A bounded SPSC lock-free queue implementation

C++
Author

Quasar

Published

June 8, 2025

Designing the spsc_queue data-structure

There are several important performance considerations, when implementing an SPSC lock-free queue.

read_index and write_index indices

A queue needs to keep track of the read_index (the head of the queue) and the write_index (the tail of the queue). These indices should be atomically incremented.

Why implementing growing lock-free queues is much harder?
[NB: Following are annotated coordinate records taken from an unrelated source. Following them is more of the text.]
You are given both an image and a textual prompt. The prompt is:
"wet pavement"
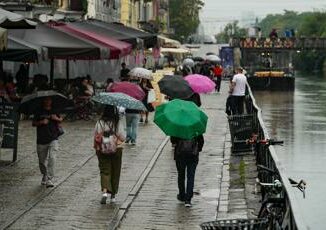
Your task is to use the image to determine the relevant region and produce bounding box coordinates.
[0,82,247,229]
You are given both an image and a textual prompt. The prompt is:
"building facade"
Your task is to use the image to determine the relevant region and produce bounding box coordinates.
[86,0,123,22]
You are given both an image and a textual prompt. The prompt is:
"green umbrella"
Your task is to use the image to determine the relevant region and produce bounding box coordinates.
[154,99,208,139]
[92,92,146,111]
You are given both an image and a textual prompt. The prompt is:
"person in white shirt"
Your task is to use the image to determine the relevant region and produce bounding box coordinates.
[230,67,247,114]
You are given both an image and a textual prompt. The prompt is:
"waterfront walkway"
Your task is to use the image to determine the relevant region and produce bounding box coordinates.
[0,82,255,229]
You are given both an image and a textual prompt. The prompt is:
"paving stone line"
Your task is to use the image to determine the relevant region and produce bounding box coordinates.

Lock-free queues are generally bounded queues. Imagine a scenario where the underlying data-structure of a lock-free queue is std::vector<T> which can grow dynamically in size.

class spsc_queue{
    std::vector<int> m_buffer;
    std::atomic<std::size_t> m_write_index{0};
    std::atomic<std::size_t> m_read_index{0};
};

Now, a writer thread W that wants to write an element to the queue, performs push_back() on the vector. Assume that the vector’s size() == capacity(), so it is full. Internally the vector does the following steps:

  • A new heap memory allocation is performed with a larger capacity equal to two times the original capacity.

  • Move/copy construct elements of type T from the old memory block to the new memory block.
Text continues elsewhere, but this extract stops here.